3. This is a practicum, not a mission. The problematic nature of “service learning,” particularly in the context of the developing world, is well-documented (the classic document “To Hell With Good Intentions” says enough). It is vital, then, that overseas programs such as ours ensure that participants properly understand their place as interloping visitors kindly welcomed as guests with a rich opportunity to learn (not generous saviors selflessly traveling in order to help others learn).
In order to send this message, we have found it helpful to emphasize with both our participating students and our partnering schools that we view this experience as being akin to the pre-student teaching practicum experiences our students are required to complete as part of their teacher education program. The parallels between the two experiences are many. In a practicum, the cooperating teacher is the expert while the student teacher is the novice seeking to learn via a combination of observation and small-scale practice. This is certainly true in Jamaica as our participants learn by observing and working with experienced teachers there, even as they have some opportunities to practice teaching with Jamaican students. In the practicum, it is understood that the presence of a practicum student represents a short-term drain on time and educational quality (that is, practicum students take time from cooperating teachers, serve as mild disruptions to the usual routine, and it is well known that the K-12 students will receive better instruction from the veteran teachers rather than the student teacher), but schools take on practicum students because doing so serves another important mission (it nurtures the teaching profession). Again, the same is true in Jamaica: our pre-service teachers detract something from the schools’ time and educational quality, but our Jamaican partners also recognize that the partnership can serve another important mission (fostering international understanding and providing their students with in inter-cultural encounter). Finally, the practicum provides real-world learning and legitimate teaching experience for our candidates. The same is true of the Jamaican experience.
4. You can teach this. As argued in my essay above, an overseas partnership can contribute strongly to an educational program aimed at developing racial consciousness. Items 1-3 above focused on the nuances of fostering such a partnership, but the challenge of teaching a relevant course aimed at preparing students to travel and developing a justice-mindset remains. This may seem daunting, particularly if your disciplinary training is unrelated to cultural studies or social justice. Here are two suggestions intended to encourage:
Consider Co-Teaching: Our Jamaica Program has always been a co-taught experience.
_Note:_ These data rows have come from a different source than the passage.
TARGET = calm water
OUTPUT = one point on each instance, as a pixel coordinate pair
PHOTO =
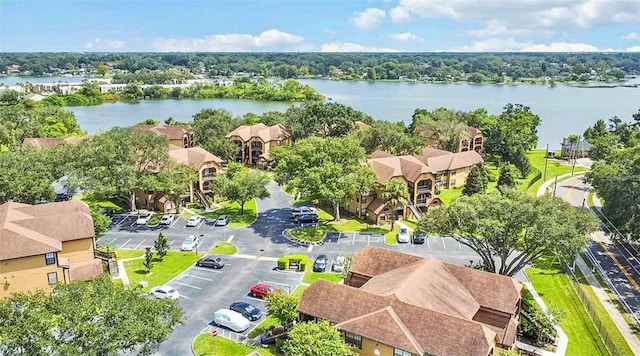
(564, 110)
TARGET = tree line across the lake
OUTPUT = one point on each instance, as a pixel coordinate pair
(169, 68)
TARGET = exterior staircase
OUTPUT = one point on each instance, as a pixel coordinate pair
(416, 212)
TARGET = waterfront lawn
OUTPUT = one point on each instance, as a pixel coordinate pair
(174, 263)
(204, 344)
(554, 287)
(224, 248)
(233, 211)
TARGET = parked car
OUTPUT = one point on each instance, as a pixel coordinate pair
(222, 220)
(306, 219)
(339, 263)
(211, 262)
(320, 265)
(194, 220)
(403, 235)
(247, 310)
(231, 320)
(417, 239)
(144, 218)
(190, 243)
(261, 290)
(167, 219)
(165, 292)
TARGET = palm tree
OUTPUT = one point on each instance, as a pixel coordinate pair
(395, 194)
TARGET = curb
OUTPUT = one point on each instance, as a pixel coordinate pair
(287, 235)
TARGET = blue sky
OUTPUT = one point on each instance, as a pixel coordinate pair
(319, 26)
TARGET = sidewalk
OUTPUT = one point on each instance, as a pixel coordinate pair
(613, 312)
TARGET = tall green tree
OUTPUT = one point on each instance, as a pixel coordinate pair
(283, 307)
(477, 180)
(86, 318)
(322, 169)
(242, 186)
(113, 164)
(395, 194)
(512, 228)
(161, 245)
(315, 339)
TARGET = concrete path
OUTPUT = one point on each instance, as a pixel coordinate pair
(608, 304)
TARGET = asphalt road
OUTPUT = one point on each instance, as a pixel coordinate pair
(620, 261)
(259, 245)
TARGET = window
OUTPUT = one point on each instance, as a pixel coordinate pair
(400, 352)
(53, 277)
(50, 258)
(352, 339)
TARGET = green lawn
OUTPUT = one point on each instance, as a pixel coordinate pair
(124, 254)
(174, 263)
(238, 218)
(204, 344)
(555, 289)
(224, 248)
(90, 199)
I believe this has been a positive aspect of the program for both the co-teachers (who can avoid the perceived pressure of needing to be the “expert on everything”) and the participants (who benefit from the unique perspectives of multiple instructors). For the first three iterations of the program, I co-taught the experience with a music/music education professor. His contributions enriched our class tremendously. As elaborated in this essay, reggae music provided vital texts for our program, so it was a boon to have a musician in the room who could elaborate on the nuances of this musical form and its development over the past 60 years. He brought more to the class than his musical expertise, though. He had traveled to Jamaica many times and had studied its history extensively. With the music professor’s upcoming retirement, a new co-teacher (an elementary education and literacy expert) will join me as co-teacher. I am excited for the fresh insights and new expertise she will bring to the program. She already has a strong knowledge of Caribbean children’s literature, and she is currently diving into linguistic study of the Jamaican Patois. It is apparent that I will be learning at least as much from her as our students will. Furthermore, having two education professionals in the program has been very helpful in terms of supervising our college students at the Jamaican school sites.
Your overseas partner can also be a powerful co-teacher. Partnering teachers and administrators will obviously be teaching your students when you are on site, but you can also involve them in the pre- and/or post-trip programming as well. Possibilities abound: schedule a Skype session between them and your class, ask for their reading recommendations, arrange for pre- and/or post-trip “pen palling” between their students and yours, etc.
Consider Co-Learning: It is understandable that an instructor with relatively little knowledge of another culture would feel unqualified to teach a course aimed at helping students develop an understanding of that culture. As I have already suggested, though, it really is impossible to develop understanding of any culture in the context of single college class, even if experts are teaching the course. The best that can be hoped for is that students will begin to develop their understanding. If you are willing to abandon the role of “expert,” and acknowledge that you are beginning to learn even as your students do, you could well find yourself leading the experience quite competently. You can model the process of mature learning by avoiding hasty assumptions, asking ongoing questions, and modeling mature ways of pursuing questions. If you are willing to dive in as a co-learner leading the class, though, I would strongly encourage you to lean on your international partners for suggestions about material to use in the class.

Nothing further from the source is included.